And if I am on some kick about a new BMW or a new web server, I should temper that enthusiasm with simple questions:

  1. How is this helping me improve the world?

  2. How is this helping me make others happier?

This doesn’t mean I can’t have fun and indulge my male and human form. But I do so under the scrutinous gaze of my future self who demands I spend my time wisely.

What metrics really are

My point here is that metrics should not be considered a detail. They should be decided upon and evaluated with maximums of effort and care, on a regular cadence.

This is true because metrics are literally the way in which you ensure you’re working on the right things, and that you’re doing so effectively.

What are your metrics?

Let’s turn to you.

What are your metrics in life?

First, do you know what they are?

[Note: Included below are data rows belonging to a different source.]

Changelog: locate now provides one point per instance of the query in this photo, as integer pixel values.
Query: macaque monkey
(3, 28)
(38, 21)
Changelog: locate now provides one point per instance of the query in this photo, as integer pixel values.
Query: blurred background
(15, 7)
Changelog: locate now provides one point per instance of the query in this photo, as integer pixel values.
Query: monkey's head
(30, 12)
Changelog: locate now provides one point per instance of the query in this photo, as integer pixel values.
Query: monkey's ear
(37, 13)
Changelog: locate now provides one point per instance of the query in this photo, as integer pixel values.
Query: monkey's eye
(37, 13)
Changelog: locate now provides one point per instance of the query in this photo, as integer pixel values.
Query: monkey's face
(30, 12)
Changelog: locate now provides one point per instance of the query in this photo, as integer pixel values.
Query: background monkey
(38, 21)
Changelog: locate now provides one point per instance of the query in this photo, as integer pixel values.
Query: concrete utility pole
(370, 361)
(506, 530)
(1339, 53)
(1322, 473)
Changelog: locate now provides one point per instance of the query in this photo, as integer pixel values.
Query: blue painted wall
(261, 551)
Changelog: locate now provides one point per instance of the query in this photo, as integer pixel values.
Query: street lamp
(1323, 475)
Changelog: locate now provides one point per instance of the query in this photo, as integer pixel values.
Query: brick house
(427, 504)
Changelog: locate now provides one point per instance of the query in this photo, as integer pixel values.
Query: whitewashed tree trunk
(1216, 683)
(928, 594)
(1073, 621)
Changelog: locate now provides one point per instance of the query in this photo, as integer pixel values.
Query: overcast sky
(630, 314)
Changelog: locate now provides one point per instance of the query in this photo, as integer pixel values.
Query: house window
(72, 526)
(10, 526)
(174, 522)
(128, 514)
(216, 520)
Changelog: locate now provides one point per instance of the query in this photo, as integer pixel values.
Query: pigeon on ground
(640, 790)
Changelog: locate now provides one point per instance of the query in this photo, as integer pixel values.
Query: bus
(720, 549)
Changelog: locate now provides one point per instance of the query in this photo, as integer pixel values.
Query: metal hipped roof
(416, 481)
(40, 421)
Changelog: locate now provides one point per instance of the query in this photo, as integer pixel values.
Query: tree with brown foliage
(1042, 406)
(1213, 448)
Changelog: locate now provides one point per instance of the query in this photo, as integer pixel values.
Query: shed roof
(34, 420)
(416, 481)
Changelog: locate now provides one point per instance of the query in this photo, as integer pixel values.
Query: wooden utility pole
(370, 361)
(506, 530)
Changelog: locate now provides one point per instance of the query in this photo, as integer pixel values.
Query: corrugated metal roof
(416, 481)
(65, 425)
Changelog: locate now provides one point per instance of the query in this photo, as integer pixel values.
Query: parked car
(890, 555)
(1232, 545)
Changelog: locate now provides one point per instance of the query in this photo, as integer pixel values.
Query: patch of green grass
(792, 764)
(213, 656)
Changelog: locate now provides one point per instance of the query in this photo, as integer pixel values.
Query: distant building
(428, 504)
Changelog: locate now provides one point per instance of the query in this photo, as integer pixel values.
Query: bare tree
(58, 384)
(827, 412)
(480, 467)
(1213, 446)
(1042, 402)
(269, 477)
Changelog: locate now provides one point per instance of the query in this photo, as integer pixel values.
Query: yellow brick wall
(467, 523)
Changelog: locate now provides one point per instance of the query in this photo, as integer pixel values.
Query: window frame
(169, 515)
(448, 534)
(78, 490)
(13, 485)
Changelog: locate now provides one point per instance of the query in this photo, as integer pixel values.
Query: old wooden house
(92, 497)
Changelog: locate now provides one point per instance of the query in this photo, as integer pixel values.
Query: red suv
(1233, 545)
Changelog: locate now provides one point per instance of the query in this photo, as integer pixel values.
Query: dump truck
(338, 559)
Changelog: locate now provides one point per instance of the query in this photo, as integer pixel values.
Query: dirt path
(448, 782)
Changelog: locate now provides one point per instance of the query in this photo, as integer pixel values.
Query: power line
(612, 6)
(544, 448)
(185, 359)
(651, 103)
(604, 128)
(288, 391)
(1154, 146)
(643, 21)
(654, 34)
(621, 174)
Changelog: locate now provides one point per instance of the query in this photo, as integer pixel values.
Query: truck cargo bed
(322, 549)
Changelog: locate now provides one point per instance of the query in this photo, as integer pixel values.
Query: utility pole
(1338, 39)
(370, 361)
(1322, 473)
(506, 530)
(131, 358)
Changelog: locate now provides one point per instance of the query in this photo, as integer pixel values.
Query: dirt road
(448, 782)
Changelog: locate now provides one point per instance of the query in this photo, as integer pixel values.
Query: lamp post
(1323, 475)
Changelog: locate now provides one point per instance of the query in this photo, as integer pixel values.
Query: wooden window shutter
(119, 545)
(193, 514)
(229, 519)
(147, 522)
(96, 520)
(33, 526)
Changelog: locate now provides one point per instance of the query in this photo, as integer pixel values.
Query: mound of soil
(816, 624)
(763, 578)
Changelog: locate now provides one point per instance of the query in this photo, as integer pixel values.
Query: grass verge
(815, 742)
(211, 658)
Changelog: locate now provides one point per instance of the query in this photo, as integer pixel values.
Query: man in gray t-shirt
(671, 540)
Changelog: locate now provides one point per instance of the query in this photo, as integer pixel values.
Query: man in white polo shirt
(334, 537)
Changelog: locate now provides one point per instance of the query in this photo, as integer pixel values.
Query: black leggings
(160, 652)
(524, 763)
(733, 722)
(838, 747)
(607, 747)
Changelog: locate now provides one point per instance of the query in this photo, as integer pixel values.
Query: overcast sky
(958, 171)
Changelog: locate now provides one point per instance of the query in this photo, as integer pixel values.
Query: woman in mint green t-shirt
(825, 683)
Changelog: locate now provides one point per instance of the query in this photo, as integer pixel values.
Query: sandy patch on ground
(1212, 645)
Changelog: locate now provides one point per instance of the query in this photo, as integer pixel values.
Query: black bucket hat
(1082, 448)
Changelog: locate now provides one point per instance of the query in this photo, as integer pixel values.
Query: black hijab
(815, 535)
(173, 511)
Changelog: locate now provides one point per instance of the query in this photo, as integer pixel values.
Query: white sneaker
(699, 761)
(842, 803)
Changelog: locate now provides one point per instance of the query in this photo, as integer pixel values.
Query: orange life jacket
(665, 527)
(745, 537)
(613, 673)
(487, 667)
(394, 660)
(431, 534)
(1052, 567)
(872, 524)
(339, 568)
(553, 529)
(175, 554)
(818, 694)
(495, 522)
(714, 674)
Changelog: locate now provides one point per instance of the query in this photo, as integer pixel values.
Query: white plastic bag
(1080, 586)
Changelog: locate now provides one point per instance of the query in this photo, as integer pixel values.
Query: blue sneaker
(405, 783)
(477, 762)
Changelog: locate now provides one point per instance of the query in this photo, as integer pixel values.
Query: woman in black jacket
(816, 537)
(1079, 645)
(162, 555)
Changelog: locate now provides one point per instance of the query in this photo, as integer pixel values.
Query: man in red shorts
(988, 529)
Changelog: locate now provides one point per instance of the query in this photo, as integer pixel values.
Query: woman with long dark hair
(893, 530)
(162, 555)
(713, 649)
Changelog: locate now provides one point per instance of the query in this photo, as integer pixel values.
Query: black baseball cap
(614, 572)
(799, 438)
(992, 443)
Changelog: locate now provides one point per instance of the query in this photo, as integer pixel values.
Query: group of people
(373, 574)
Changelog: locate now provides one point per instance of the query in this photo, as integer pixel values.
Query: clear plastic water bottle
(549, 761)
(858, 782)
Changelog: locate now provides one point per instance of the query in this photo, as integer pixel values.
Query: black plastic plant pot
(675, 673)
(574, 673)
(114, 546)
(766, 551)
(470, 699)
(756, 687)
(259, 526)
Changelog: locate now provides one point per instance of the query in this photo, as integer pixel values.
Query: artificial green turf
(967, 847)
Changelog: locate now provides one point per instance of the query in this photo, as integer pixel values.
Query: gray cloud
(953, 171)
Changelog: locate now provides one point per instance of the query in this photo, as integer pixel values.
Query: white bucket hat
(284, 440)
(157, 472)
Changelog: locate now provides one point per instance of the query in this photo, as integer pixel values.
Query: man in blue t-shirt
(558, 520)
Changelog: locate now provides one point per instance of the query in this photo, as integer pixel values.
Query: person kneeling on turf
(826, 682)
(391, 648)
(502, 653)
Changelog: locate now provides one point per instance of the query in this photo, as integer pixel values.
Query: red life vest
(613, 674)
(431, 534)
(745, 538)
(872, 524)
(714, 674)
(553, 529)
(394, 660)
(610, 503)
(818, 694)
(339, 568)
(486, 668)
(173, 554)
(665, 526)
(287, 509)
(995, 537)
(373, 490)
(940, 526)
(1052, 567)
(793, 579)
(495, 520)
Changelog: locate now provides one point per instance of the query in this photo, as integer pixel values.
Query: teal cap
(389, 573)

Second, do they meet your own 138-year-old-self-waiting-to-die standard?

Would you be proud of what you’re currently pursuing? Would you wish you had written books, or made movies, or danced professionally, or spent 10 years in Europe, or been nicer to your friends? Or to strangers?

Whatever that future self wishes you would have done instead of what you’re doing—those are your metrics. And I submit that naming, pursuing, and tracking them explicitly will greatly improve your happiness.

Notes

  1. I don’t think “scrutinous” is a word, but it should be, so I used it.